Erster August. Berlin schwitzt und stinkt. Wer an so einem Tag dem Rat seines Galeristen folgt und zu einer Vernissage lädt, muß dem Größenwahn erlegen oder als Künstler so kotzerbärmlich sein, daß er sich weder ein Haus in der Toskana noch ein Zelt an der Ostsee leisten kann. Doch wir schreiben das Jahr 1990. Berlin stinkt und schwitzt nicht nur, es vereinigt sich auch wieder. Das heißt: seit Monaten offene Arme für alles, was aus dem Osten kommt. DDR-Künstler hier, DDR-Künstler dort und - das Weinglas in der Hand immer dieselben Fragen: „Aber das muß doch ganz furchtbar gewesen sein, junger Mann, überall die Stasi, und sicher malen sie nur deshalb so schrecklich dunkle Sachen?“ Auf die Dauer ist auch dem dümmsten Vernissagengast soviel Einfühlungsvermögen nicht abzuverlangen und dem schlechtesten DDR-Künstler soviel Heuchelei nicht zuzumuten.
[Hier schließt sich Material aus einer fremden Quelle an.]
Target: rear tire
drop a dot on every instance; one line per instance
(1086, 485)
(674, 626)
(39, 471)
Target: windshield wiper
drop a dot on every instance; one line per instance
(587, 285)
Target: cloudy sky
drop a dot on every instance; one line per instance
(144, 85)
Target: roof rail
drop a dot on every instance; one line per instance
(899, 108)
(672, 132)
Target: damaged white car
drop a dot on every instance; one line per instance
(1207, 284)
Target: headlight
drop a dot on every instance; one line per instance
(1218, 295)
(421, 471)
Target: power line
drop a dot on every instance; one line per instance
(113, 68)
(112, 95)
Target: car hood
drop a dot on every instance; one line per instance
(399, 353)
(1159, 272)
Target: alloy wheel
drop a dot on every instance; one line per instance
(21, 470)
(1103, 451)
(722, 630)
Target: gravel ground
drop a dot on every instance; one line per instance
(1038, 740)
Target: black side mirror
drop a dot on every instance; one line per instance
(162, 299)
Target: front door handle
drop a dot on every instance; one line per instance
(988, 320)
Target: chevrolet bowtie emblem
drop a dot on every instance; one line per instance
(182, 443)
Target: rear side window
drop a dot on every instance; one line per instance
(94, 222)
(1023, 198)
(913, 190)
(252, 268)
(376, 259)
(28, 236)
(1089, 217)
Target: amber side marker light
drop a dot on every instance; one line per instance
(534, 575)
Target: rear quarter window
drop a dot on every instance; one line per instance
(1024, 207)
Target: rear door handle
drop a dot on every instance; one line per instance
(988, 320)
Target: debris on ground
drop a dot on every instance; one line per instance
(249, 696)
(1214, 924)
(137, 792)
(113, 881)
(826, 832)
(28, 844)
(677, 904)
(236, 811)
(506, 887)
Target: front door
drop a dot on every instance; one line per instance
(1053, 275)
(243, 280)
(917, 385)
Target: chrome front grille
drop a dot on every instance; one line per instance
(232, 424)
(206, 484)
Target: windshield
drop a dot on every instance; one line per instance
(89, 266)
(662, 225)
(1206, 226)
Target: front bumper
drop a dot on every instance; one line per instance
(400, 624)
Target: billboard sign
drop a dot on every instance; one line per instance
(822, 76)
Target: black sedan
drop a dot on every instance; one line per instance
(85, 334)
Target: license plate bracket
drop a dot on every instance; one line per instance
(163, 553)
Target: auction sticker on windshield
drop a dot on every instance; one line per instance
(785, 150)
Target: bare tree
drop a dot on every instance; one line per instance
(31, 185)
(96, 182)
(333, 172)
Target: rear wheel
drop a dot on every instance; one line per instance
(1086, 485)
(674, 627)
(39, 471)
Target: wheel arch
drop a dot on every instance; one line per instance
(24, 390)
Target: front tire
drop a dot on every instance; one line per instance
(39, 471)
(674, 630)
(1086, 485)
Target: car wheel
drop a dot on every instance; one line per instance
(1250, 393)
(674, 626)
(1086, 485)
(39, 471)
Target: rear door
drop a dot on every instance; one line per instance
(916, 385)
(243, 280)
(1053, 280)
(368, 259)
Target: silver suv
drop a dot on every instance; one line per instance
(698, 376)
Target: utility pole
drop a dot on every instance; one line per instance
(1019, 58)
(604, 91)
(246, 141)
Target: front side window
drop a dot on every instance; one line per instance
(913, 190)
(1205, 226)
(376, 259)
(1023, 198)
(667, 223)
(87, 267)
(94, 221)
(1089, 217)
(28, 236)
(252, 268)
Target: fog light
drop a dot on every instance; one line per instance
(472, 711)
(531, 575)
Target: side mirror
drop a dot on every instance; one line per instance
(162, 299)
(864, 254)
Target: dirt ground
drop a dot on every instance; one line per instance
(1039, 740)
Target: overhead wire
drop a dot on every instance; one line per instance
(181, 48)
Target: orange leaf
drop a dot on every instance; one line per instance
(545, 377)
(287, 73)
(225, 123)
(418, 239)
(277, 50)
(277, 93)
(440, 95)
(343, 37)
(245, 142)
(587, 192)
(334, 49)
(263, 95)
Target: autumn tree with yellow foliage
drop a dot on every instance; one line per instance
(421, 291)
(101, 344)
Verständlich, daß man, der malenden, installierenden und bildhauernden Revolutionäre überdrüssig, sich nach weniger schicksalsbeladener Kunst sehnt. „Vielleicht mal wieder was Urwüchsiges aus Afrika oder von den Eskimos - bei dem Wetter.“

Wer will es da einem Galeristen verübeln, wenn er, bevor auch der Letzte merkt, daß mit Hammer und Zirkel kein Blummentopf mehr zu gewinnen ist, das Sommerloch Loch sein läßt und hineinstopft, was an DDR-Kunst noch im Keller steht. Und auch die betroffenen Artisten haben längst begriffen, daß es sich nur noch um Tage handeln kann, bis das in Politik und Wirtschaft so erfolgreiche DDR-Anschluß -Motto „Hau weg den Scheiß!“ auch auf dem Kunstmarkt regiert.

In der Galerie Nikolaus Sonne kann man seit einer Woche die Arbeiten von sieben Künstlern aus der DDR bewundern, die erst einmal die Grundvoraussetzung für deutsches Künstlertum erfüllen: Keiner von ihnen war jemals Mitglied der Sozialistischen Einheitspartei Deutschlands (SED). Und damit ist auch der letzte Kunstkritiker des deutschen Feuilletons aus der Pflicht genommen, vierzig Jahre Diktatur aus der Ölkruste der Werke destillieren zu müssen.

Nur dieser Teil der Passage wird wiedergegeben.